Re: st: Stata (gllamm) benchmarks for different platforms?

From   Buzz Burhans <>
Subject   Re: st: Stata (gllamm) benchmarks for different platforms?
Date   Sat, 24 Apr 2004 19:26:51 -0400


Buzz Burhans or Fred Wolfe:
Would you be willing to post the small dataset and the Stata code
(perhaps just Program 1) that you used in these experiments so that
other Stata users could compare the speed of their Stata setups with the
above data?  This might provide some helpful information to users
contemplating hardware upgrades.

John Hennen

Dear John,
I will send you a copy of the .do file and the data we used. However, I have some reservations about posting this for general use related to the following concerns:

1. The dataset Fred and I used is a small extract from a similar dataset I worked on. Much of my work involves such small datasets of repeated measures observations, generated from animal science / nutrition experiments, the datasets are far smaller than what many/most of the statlisters work with. It was similar to some models I had previously run, but was not precisely either a complete dataset or an exact replica of any models I really ran. It was intended to be an informal comparison for Fred and I. I did not spend a great deal of time considering whether this data or the model were really an optimum basis for comparison; nonetheless because it is a reasonable mimic of other work I had done, we went ahead and used it, again, as an informal comparison.

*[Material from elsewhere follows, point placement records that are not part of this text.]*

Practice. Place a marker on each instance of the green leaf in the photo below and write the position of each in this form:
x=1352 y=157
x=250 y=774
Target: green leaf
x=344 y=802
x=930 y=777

If one were to establish a dataset for benchmarking, it probably should have more thought given to what would be make a really appropriate dataset and sample model(s), and what other information the log of such an exercise should capture and what one should report back from the exercise. I offer this to you without having spent a lot of time on these considerations. I found that similar informal comparisons were useful to me when I was considering whether and/or how to invest in hardware to address my desire to continue working with this data in Stata using -gllamm-. I very much appreciated the help I received (similar "benchmark" comparisons) in making those comparisons, and I think the ability to have access to a way to make such comparisons is indeed very useful for any of us when we are examining our own needs. However, if such a 'comparison' dataset and or .do file were to be used as more than just such an "informal" comparison there should probably be more effort made to ensure that the data, and the .do file are as appropriate and useful as possible. I think this is a very worthwhile thing to have available, and perhaps Stata Corp or someone else can suggest a protocol and/or a repository for such datasets, exercises, and resulting information. Nonetheless I offer the dataset and .do file Fred and I used, with the above reservations. It is obviously most useful for observing relative comparisons, so please let us know what you find out.

2. I indeed found the comparative information useful, in fact necessary, for making my last hardware decision. I'd like to reciprocate for the assistance and information I received and offer whatever similar help I can to others. I am concerned, however, that the resulting information not be misused in the sense that it not be used to provide a basis or fuel for bashing or trashing or uncivil negative attacks on any hardware or software providers. I have a minor concern that sometimes, in our passion and enthusiasm or sometimes frustration for our own preferences for hardware, software, perceived needs etc. we statalisters sometimes are a bit too vehement in our assertions and declarations about how things should be. Conditioned on the premise that it will not be so misused, and my above comments on reservations about it's appropriateness, I am happy to make it available. Given the policy of the statalist not to permit attachments, I will send both the .do file and the dataset to you privately in a separate email.

By the way, I am travelling for the first half of this week, and will be unavailable from very early Monday AM until the end of the week should you have questions about the data or the .do file.

Buzz Burhans

Following this exchange, we both ran a small dataset and the same .do
file which ran two almost identical calls to -gllamm-. The difference
between Program1 and Program2 is that the exact same model is run in
both cases, with the single difference being that in Program1 there are
2 level 2 random effects, and in program 2 an additional random effect
was added so there are 3 random effects.
And then later:

These were our results:
1) Both machines produced exactly the same numeric results for the
GLLAMM programs.
2) The Linux machine was faster.

Program 1
Linux                   Windows XP                  % Faster
 16.75                  25.51       minutes         29.0%

Buzz Burhans